How easy is it to get a job on a cruise ship, preferably as the singer in the lounge band? Oh and I’d only want to sing covers (not the real version) of the Police hit (not the authority, the band) ‘Roxanne’, but I’d probably take all references out of her being a hooker, because all the old and rich people on the cruise don’t want to hear about hookers unless they’re talking about them.
I’m really comfortable right now, hookered the laptop up to the TV, laying on the sofa, talking shit in my head and making the words appear on the screen. It’s relaxing. Shame I feel terrible and have loads of work to do for very little reward.
Still, got a chunk of pork from Lidl for £2, so I’m guessing that’ll be quality eats. I don’t have anything to go with it, so will probably just have a porksicle in my underpants (not a euphemism).

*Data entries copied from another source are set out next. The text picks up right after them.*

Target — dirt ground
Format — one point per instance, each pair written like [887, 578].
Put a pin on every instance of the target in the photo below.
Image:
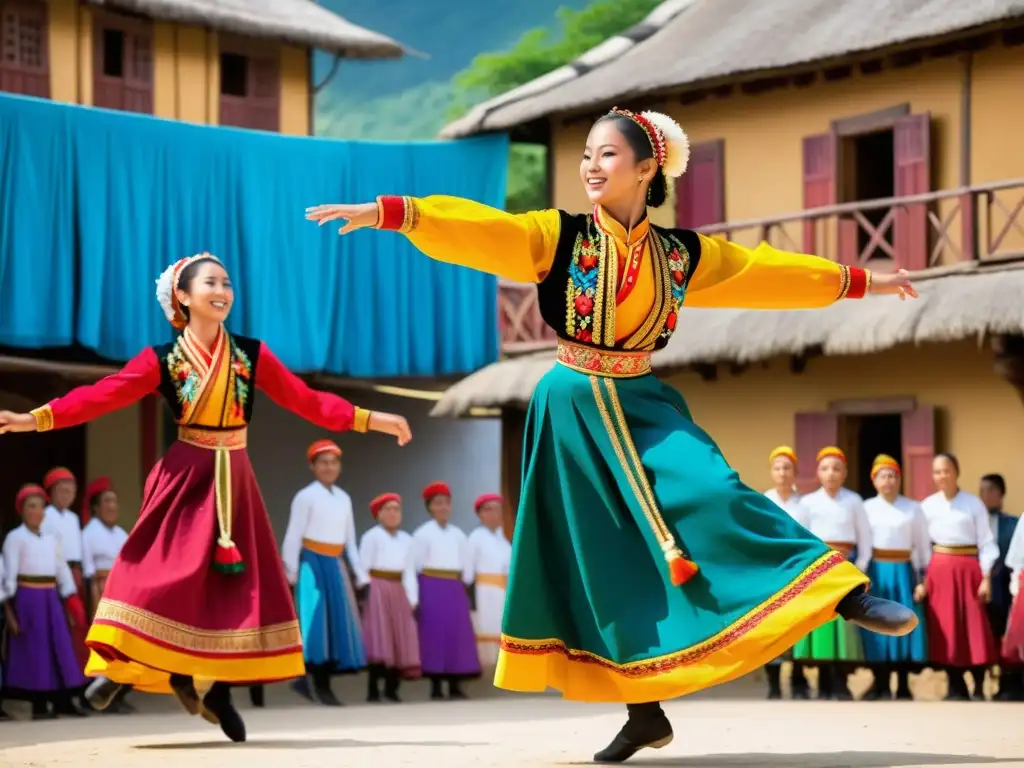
[729, 726]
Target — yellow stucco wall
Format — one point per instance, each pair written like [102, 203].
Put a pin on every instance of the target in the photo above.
[980, 418]
[763, 134]
[186, 70]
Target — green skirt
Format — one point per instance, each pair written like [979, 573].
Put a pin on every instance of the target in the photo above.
[591, 609]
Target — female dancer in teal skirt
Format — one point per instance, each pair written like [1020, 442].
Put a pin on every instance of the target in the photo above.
[642, 567]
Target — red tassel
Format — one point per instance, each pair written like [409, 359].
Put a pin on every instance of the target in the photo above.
[681, 570]
[227, 559]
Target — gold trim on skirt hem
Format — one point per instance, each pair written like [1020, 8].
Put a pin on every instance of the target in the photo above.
[762, 635]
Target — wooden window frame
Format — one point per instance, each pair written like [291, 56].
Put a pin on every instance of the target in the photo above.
[127, 93]
[15, 78]
[252, 111]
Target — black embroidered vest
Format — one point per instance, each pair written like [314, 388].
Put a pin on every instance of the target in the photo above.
[578, 296]
[178, 379]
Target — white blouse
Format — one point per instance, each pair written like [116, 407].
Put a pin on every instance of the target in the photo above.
[380, 550]
[793, 506]
[100, 546]
[900, 525]
[323, 515]
[489, 551]
[67, 527]
[28, 554]
[841, 520]
[962, 521]
[438, 548]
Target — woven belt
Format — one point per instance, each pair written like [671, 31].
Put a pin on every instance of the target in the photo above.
[891, 555]
[493, 580]
[328, 550]
[844, 548]
[438, 573]
[963, 551]
[226, 439]
[614, 364]
[37, 583]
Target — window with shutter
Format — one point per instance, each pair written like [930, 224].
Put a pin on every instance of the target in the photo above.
[122, 64]
[250, 87]
[700, 192]
[24, 56]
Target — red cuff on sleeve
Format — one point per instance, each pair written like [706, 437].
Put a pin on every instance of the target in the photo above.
[390, 212]
[858, 283]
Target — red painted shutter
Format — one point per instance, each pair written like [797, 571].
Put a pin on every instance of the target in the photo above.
[700, 192]
[919, 450]
[24, 56]
[820, 157]
[812, 432]
[912, 161]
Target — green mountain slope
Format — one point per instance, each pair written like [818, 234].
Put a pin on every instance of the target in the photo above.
[409, 99]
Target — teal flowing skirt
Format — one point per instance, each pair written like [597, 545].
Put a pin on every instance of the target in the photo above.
[591, 609]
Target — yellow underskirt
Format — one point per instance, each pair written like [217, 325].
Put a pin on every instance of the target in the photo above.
[145, 673]
[585, 677]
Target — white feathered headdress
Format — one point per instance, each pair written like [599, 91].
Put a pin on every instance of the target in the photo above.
[168, 282]
[672, 147]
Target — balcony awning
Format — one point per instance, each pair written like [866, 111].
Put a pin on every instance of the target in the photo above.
[955, 303]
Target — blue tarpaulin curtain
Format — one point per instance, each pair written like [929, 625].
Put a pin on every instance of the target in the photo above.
[105, 201]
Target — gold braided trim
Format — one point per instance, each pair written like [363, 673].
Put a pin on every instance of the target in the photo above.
[493, 580]
[360, 421]
[844, 282]
[320, 548]
[891, 555]
[439, 573]
[44, 418]
[270, 639]
[694, 653]
[612, 364]
[212, 439]
[965, 551]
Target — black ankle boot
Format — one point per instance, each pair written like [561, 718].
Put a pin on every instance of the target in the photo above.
[774, 673]
[391, 683]
[436, 692]
[218, 701]
[877, 614]
[184, 688]
[101, 692]
[798, 682]
[646, 727]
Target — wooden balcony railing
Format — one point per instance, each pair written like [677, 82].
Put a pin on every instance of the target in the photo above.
[920, 231]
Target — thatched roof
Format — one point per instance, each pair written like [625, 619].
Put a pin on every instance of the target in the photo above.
[298, 22]
[696, 42]
[952, 307]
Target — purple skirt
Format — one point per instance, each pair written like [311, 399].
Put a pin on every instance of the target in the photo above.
[448, 641]
[41, 658]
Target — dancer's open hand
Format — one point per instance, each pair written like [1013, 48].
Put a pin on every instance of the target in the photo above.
[11, 422]
[390, 424]
[897, 283]
[358, 216]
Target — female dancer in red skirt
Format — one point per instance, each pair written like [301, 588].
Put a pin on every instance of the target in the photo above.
[198, 591]
[960, 637]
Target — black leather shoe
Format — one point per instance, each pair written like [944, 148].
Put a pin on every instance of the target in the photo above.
[640, 732]
[218, 701]
[877, 614]
[101, 692]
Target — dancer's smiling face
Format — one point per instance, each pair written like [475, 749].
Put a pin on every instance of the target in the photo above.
[205, 291]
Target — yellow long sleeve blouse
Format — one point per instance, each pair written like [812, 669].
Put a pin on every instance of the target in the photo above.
[523, 248]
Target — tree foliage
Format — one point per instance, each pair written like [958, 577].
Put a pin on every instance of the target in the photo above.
[536, 53]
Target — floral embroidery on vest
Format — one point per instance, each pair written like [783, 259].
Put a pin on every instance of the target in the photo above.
[581, 293]
[183, 376]
[679, 267]
[242, 373]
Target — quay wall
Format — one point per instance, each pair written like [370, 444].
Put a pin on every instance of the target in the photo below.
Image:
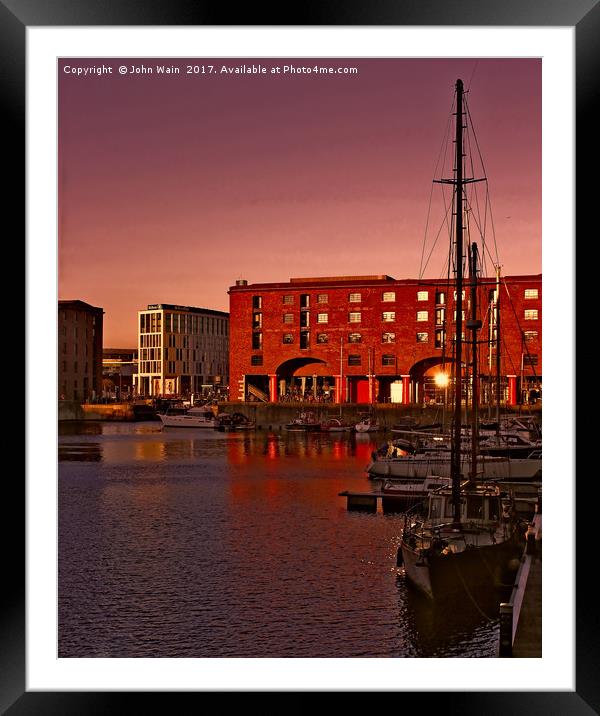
[73, 410]
[267, 415]
[277, 415]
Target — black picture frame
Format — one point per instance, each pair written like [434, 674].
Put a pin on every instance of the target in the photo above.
[15, 17]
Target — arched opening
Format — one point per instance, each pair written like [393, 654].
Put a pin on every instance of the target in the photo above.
[431, 381]
[305, 379]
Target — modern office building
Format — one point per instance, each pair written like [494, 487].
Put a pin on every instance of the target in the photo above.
[377, 339]
[79, 351]
[182, 351]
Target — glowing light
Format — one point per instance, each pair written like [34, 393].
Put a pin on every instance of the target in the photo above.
[441, 380]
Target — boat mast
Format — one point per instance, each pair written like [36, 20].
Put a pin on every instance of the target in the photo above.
[458, 180]
[474, 324]
[498, 385]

I like living in the future, by the way, where I can stumble in at whatever in the a.m., pick up my iPad and press a few buttons to make Father Ted come on as if by magic.
Though other than that the future’s a bit shit.
Julian Assange is a cock, isn’t he? I almost bought into his shit for a while, turns out he’s a cult of personality-loving, walking ego that thinks he’s far more important than he is. And I always find that hiding from allegations against you makes you look a tad guiltier than just going to court.
Oh, Sweden. Who fears going to Sweden? Honestly. It’s a nice place. As long as you don’t (allegedly) rape someone. Or get accosted by that bloke who’d been on Sweden’s Got Talent. Man, he was annoying.